Speculation is rife that Netanyahu, 68, a giant of Israeli politics who has been in power since 2009, will call a snap election to try and stall the legal proceedings during the campaign and rally his right-wing power base behind him.
For Michael Koplow, an expert at the Israel Policy Forum, a think-tank, the Washington jaunt allows Netanyahu to leverage his popularity in America against the corruption claims besetting him back home.
“Netanyahu argues that his unique history with the US and his unparalleled popularity among American Jews make him the only Israeli politician who can capitalise on the tight bond between the US and Israel in a way that maximises Israeli interests,” Koplow told MEE.
He will tout the narrative that Washington’s recent decisions to cut Palestinian funding, to recognise Jerusalem as Israel’s capital and relocate the US embassy there would not have occurred under another Israeli premier, said Koplow.
It’s not an easy manoeuvre, but Netanyahu is a polished A-lister who will doubtless use his chummy relations with the Trump gang and the feel for US politics he gained while studying and working stateside to full effect.
“He will need to be flawless in using the optics of his meeting with Trump to boost himself politically,” added Koplow.
Promote peace plan?
Trump was dangling the prospect of a Middle East peace plan when he addressed AIPAC back in March 2016 during the election campaign. Administration officials now talk of unveiling their Israeli-Palestinian settlement blueprint “soon”.
Only a handful of folks, like Middle East envoy Jason Greenblatt and Trump’s son-in-law and senior adviser, Jared Kushner, are privy to it. Analysts will be scouring for tell-tale signals after Netanyahu sits down with Trump on Monday.
For Jonathan Cristol, a scholar at the World Policy Institute, a think-tank, it will resemble previous deals. What’s new is the pressure that can be exerted on Palestinians via an alignment of Israel, the US and Arab states through their shared fears over Iran.
“I’m not convinced that there is such a plan at all, but if there is one, I imagine it will look very similar, if not identical, to previous plans that have been on the table and it will ultimately go nowhere,” Cristol told MEE.
The long-awaited proposal is already on shaky ground. Palestinian President Mahmoud Abbas has rejected US-led mediation efforts as “impossible” since Washington’s decision to shift its Israeli embassy to Jerusalem from Tel Aviv.

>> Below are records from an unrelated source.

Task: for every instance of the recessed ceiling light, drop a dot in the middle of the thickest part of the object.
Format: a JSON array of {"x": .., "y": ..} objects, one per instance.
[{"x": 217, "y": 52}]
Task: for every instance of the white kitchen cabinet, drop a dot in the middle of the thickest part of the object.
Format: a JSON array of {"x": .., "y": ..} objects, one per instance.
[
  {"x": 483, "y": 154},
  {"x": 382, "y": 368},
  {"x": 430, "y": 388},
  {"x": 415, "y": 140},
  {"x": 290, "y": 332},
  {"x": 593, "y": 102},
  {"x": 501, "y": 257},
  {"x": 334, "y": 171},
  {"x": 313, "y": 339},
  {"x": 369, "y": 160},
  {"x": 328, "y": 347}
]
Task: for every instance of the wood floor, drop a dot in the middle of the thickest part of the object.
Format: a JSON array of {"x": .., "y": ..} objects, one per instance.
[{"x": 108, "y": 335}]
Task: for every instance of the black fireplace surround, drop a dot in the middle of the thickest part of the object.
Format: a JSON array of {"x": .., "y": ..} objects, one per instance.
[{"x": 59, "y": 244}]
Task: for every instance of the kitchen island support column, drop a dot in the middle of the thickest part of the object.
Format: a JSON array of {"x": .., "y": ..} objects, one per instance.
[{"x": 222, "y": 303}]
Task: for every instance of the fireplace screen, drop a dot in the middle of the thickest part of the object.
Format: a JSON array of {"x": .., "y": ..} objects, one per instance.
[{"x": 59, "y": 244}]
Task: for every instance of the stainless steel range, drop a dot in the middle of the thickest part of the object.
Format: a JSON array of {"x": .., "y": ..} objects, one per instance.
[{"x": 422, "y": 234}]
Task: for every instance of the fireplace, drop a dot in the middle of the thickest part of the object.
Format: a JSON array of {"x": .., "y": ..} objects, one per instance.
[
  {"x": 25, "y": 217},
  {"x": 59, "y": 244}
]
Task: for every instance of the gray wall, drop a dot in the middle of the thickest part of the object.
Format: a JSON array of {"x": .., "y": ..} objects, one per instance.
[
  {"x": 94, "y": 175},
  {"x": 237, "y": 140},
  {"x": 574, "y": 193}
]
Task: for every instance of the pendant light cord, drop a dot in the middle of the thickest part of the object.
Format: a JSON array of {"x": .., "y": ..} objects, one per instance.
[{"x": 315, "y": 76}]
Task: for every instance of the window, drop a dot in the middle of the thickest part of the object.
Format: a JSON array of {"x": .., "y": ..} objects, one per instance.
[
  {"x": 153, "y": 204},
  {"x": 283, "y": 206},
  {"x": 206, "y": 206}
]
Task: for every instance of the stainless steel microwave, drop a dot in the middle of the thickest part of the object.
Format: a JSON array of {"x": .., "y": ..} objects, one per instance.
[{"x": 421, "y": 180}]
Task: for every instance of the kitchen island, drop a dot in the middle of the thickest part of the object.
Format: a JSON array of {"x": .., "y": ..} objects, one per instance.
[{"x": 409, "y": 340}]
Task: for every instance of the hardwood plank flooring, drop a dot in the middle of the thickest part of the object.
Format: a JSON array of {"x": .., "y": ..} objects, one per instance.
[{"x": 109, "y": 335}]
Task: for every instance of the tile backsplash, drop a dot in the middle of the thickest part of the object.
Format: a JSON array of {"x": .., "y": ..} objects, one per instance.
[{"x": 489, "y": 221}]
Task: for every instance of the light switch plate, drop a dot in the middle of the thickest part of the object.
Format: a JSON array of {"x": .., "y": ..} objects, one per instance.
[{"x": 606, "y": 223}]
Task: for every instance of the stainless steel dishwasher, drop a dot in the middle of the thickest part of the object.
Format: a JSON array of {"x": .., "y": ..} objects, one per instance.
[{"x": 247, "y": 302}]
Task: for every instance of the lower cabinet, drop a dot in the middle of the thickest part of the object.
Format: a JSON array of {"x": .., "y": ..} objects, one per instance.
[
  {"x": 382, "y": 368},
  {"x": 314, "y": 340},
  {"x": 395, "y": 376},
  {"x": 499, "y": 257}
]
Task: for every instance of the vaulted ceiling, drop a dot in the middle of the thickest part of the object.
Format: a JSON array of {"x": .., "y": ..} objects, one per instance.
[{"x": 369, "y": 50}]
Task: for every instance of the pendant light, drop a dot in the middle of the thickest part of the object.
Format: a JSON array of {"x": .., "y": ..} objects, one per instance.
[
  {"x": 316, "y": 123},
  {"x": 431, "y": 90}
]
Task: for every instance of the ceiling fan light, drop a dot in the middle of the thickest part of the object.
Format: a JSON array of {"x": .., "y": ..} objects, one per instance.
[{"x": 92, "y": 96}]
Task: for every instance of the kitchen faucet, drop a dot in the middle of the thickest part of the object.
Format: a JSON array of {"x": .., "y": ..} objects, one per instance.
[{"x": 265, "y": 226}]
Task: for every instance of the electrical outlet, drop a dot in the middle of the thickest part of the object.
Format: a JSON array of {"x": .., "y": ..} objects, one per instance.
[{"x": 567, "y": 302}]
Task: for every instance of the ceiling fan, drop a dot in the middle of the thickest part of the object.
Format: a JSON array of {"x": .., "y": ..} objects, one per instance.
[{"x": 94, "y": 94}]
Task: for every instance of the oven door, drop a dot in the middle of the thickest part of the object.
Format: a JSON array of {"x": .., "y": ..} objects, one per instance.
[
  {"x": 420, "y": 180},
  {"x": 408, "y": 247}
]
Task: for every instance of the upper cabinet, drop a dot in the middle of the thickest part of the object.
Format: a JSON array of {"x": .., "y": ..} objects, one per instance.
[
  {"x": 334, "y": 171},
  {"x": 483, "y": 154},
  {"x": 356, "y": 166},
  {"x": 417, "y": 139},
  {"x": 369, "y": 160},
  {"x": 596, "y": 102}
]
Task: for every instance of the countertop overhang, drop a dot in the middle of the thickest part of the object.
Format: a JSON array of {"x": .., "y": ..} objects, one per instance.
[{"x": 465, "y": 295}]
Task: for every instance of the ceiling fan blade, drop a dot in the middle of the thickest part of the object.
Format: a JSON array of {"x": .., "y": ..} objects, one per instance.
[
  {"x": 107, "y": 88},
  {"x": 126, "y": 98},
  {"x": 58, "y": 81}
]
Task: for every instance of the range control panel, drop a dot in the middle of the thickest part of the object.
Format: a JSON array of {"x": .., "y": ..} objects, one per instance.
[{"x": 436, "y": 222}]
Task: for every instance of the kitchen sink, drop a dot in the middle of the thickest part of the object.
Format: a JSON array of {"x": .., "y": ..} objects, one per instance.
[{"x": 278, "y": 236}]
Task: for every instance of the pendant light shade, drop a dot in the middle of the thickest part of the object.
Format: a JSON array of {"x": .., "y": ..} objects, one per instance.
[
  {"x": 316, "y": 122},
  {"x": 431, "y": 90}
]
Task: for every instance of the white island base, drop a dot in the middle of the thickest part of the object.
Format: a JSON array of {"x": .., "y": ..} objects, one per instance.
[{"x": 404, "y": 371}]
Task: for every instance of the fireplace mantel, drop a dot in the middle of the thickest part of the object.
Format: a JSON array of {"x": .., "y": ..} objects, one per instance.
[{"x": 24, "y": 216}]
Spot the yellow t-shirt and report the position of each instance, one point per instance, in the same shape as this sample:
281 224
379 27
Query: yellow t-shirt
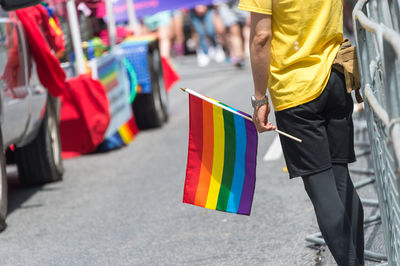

It became more precarious this week when one of its architects, Kushner, lost his access to the most valued US intelligence report on hotspots in the Middle East and elsewhere as the White House cracked down on security clearances.
While in the Oval Office, Netanyahu will try to cement recent Israeli gains, perhaps even asking Trump for a green light to annex Jewish settlements in the occupied West Bank and deliver fodder to right-wingers in his coalition, added Koplow.
Liberals leaving the lobby?
AIPAC prides itself on having broad support among Democrats and Republicans – providing a failsafe that money, arms and diplomatic support keep on flowing to the Jewish state, whoever lives in the West Wing.
Not so, says Seth Morrison, from the foreign policy campaign group Jewish Voice for Peace, pointing to recent data from Pew Research Center suggesting that bipartisan support for Israel is eroding.
“An increasing number of Democrats are realising that Israel is not such a wonderful ally, and is in fact making the situation in the Middle East worse. They are no longer blindly supporting Israel,” Morrison told MEE.
A survey last month found that 79 percent of Republicans say they sympathise more with Israel than the Palestinians, compared with just 27 percent of Democrats – a divide that has widened these past two decades, researchers said.
The same goes for Netanyahu. Nearly three times as many Republicans (52 percent) as Democrats (18 percent) have favourable impressions of Israel’s conservative leader.
Public opinion is moving, and the AIPAC speaker list may lag behind, added Morrison.
On the right, 2018 orators include such Trump administration heavyweights as Vice President Mike Pence, UN envoy Nikki Haley and ambassador to Israel David Friedman as well Republican hardliners like one-time UN envoy John Bolton.
But the liberal contingent is also strong, boasting Democrat lawmaker Adam Schiff, Hillary Clinton’s former aide Jake Sullivan and Ilan Goldberg, who worked with former secretary of state John Kerry on a previous round of doomed Israeli-Palestinian talks.
Analysts note, however, that those better-positioned to secure the Democratic nomination for the 2020 election – the likes of Joe Biden, Bernie Sanders, Elizabeth Warren and Kamala Harris – will not grace AIPAC with their presence this year.
While AIPAC takes a hardline on Iran and lobbies Washington to scrap the 2015 nuclear deal with Tehran, the annual confab of about 18,000 pro-Israel Americans, lawmakers and policy wonks still holds sway on both sides of the aisle, said Cristol.
“It’s sort of trendy to claim that support for Israel is waning in the US, but the numbers don’t necessarily bear that out,” Cristol told MEE.